For more information, please contact:

 

Allied Minds plc

c/o Instinctif Partners

Harry Rein




Instinctif

alliedminds@instinctif.com

Tim Linacre / Rozi Morris / Hannah Campbell


 

This announcement contains inside information for the purposes of the Market Abuse Regulation (EU) No. 596/2014 as amended by The Market Abuse (Amendment) (EU Exit) Regulations 2019.

 

About Allied Minds

Allied Minds plc is an IP commercialisation company focused on early stage company development within the technology sector. With origination relationships that span US federal laboratories, universities, and leading US corporations, Allied Minds historically created, and now operates and funds, a portfolio of companies to generate long-term value for its investors and stakeholders.  Based in Boston, Allied Minds supports its businesses with capital, management, expertise and shared services.  For more information, please visit www.alliedminds.com.

 

 

Allied Minds Forward‐Looking Statement

This press release contains statements that are or may be forward‐looking statements, including statements that relate to Allied Minds' future prospects, developments and strategies. The forward‐looking statements are based on current expectations and are subject to known and unknown risks and uncertainties that could cause actual results, performance and achievements to differ materially from current expectations, including, but not limited to, those risks and uncertainties described in the risk factors included in Allied Minds' regulatory filings.
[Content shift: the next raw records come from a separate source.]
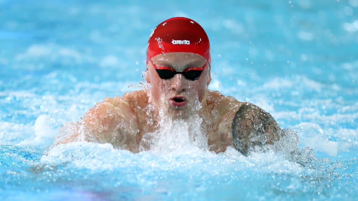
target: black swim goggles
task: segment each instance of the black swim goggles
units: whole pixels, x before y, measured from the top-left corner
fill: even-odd
[[[164,79],[171,79],[176,74],[182,74],[189,80],[196,80],[199,79],[200,75],[204,71],[204,68],[208,64],[208,61],[207,61],[205,64],[202,67],[190,67],[185,69],[183,72],[177,72],[170,67],[156,65],[153,63],[151,59],[149,60],[159,75],[159,77]]]

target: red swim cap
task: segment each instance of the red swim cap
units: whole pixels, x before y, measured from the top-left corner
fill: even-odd
[[[209,60],[210,45],[203,28],[189,18],[177,17],[159,24],[148,41],[147,62],[152,57],[168,52],[197,54]]]

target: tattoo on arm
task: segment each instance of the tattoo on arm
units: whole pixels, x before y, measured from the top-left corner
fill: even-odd
[[[234,147],[245,156],[252,147],[272,144],[282,135],[271,114],[249,103],[244,103],[239,108],[231,129]]]

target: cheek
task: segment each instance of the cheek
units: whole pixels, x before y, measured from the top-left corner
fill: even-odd
[[[159,100],[168,90],[168,82],[160,79],[156,72],[151,74],[150,78],[150,90],[152,97],[156,100]]]
[[[190,85],[190,88],[192,88],[192,93],[191,93],[195,96],[197,96],[199,101],[201,102],[205,96],[207,90],[206,79],[201,79],[196,80],[195,82]],[[192,93],[195,92],[194,93]]]

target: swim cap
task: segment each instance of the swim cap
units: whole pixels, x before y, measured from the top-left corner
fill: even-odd
[[[153,30],[148,41],[147,62],[163,53],[188,52],[209,60],[210,45],[203,28],[194,20],[182,17],[168,19]]]

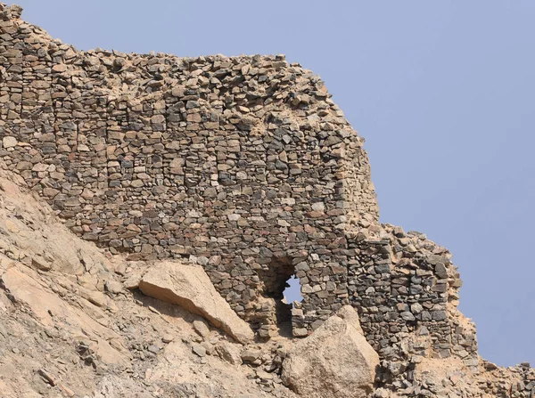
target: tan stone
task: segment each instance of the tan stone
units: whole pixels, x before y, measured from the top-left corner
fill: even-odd
[[[309,398],[365,398],[373,392],[378,365],[357,312],[347,305],[290,349],[282,378]]]
[[[254,333],[216,291],[200,266],[164,261],[152,266],[139,282],[151,297],[176,304],[206,319],[240,343],[251,341]]]

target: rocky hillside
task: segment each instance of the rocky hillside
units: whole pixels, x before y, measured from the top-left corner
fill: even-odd
[[[0,4],[0,396],[523,397],[282,56],[78,52]],[[282,300],[299,278],[303,300]]]

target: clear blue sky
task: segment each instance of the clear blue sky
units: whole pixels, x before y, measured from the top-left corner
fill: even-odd
[[[19,0],[79,49],[285,53],[366,139],[383,223],[449,248],[481,353],[535,363],[535,2]]]

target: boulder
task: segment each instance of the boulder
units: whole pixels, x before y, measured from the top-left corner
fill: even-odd
[[[289,350],[282,378],[309,398],[365,398],[374,391],[378,365],[357,312],[347,305]]]
[[[146,296],[176,304],[201,315],[240,343],[246,344],[254,337],[249,325],[216,291],[201,266],[160,262],[144,273],[139,288]]]

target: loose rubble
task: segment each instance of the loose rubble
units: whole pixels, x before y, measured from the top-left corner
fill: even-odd
[[[478,355],[451,254],[379,223],[317,76],[78,51],[21,12],[0,4],[0,395],[534,396]],[[324,340],[332,377],[298,372]]]

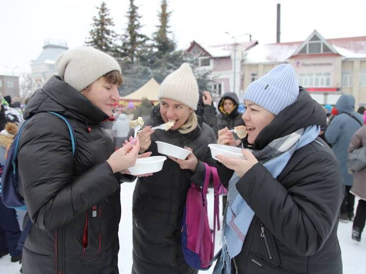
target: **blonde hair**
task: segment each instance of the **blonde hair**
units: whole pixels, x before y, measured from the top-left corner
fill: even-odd
[[[187,121],[185,121],[185,124],[182,125],[181,127],[178,128],[178,131],[179,131],[180,133],[182,133],[182,134],[186,134],[187,133],[189,133],[191,131],[194,130],[197,127],[197,116],[196,115],[195,112],[192,111],[188,117]]]

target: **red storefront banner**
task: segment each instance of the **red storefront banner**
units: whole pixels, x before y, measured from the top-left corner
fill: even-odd
[[[340,91],[340,88],[306,88],[308,91],[320,91],[327,92],[334,92]]]

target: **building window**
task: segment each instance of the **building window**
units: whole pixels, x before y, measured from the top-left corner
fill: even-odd
[[[214,97],[219,97],[222,93],[222,84],[213,84],[212,85],[212,95]]]
[[[351,87],[352,86],[352,74],[350,72],[343,71],[342,72],[342,87]]]
[[[250,82],[253,82],[258,79],[258,73],[251,73],[250,74]]]
[[[360,74],[360,86],[366,87],[366,71],[362,71]]]
[[[198,59],[198,66],[199,67],[207,67],[209,66],[209,58],[202,57]]]
[[[300,73],[299,85],[304,87],[330,87],[330,73]]]
[[[6,81],[6,87],[7,88],[13,88],[14,87],[14,83],[12,80],[8,80]]]
[[[299,51],[299,53],[312,54],[331,52],[332,50],[325,41],[314,35]]]

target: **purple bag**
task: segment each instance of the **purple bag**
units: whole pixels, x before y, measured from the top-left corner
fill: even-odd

These forward‐looking statements are based on assumptions regarding the present and future business strategies of Allied Minds and the environment in which it will operate in the future. Each forward‐looking statement speaks only as at the date of this press release. Except as required by law, regulatory requirement, the Listing Rules and the Disclosure Guidance and Transparency Rules, neither Allied Minds nor any other party intends to update or revise these forward‐looking statements, whether as a result of new information, future events or otherwise.